Q) Beyond crime and science-fiction writers, what were the other influences on Shovel Ready?
A) I’ve loudly and publicly professed my love of ’80s America action films, in particular what I consider the Holy Trinity: Commando, Aliens and Die Hard. So much has been written, justifiably, about the Golden Age of American Cinema in the 1970s, but I think the ’80s were, in their own way, another Golden Age. A whole new, distinctly American genre was born. Unfortunately, these movies—and, in some cases, the actors who starred in them—slid very quickly into self-parody. But if there’s a more entertaining movie in existence than Aliens, I’ve yet to see it. And Die Hard is like a perfect machine for the manufacturing of joy.
Q) You’ve interviewed authors, writers, celebrities and movie directors for your work at The New York Times Magazine. Who was your favorite? Or who is the one person you’d love to interview?
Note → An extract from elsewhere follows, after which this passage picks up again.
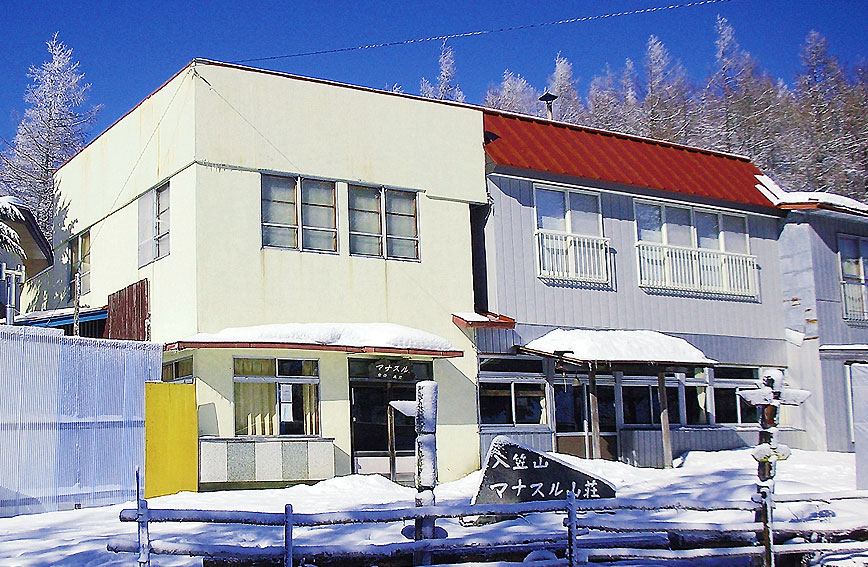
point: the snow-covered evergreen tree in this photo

A) They are all my children and I love them all equally. That said, some were a very great thrill. I had the fortune of profiling Mark Leyner, a writer who’s long been a personal hero of mine. I really loved talking about science fiction and storytelling with Rian Johnson, the director of Brick, The Brothers Bloom and most recently, Looper. And it was exceptionally enjoyable to profile Stephen Colbert. He’s an extremely bright and articulate guy—and, of course, hilarious. As for the one person I’d love to interview, it’s a tricky question. I certainly have people I admire, but I’ve also learned that meeting your creative heroes, especially in a journalistic context, can be a mixed blessing. That said, as of this writing, I have an interview scheduled with Harrison Ford, who played basically every character I adored as a kid (and more than a few as an adult). So my 10-year-old self is absolutely beside himself.
Q) What’s next for Spademan?
A) Once I started building this world, I knew I would not want to leave anytime soon. Thankfully, Crown has agreed to let me write a Spademan follow-up to Shovel Ready, which will continue the story. I would love to tell you what’s going to happen in it, but that would give away too much about the first book; and we would both ultimately feel disappointed. So go read Shovel Ready and then we can talk.
Adam Sternbergh is the culture editor of The New York Times Magazine. His writing has been featured in many publications, including GQ and The Times of London, and on the radio programme This American Life. He grew up in Toronto and spent the early part of his career at publications such as Toronto Life and Saturday Night. He now lives in Brooklyn. Sternbergh presents his dynamite debut, Shovel Ready, on April 9th alongside Ghalib Islam and Jane Woods.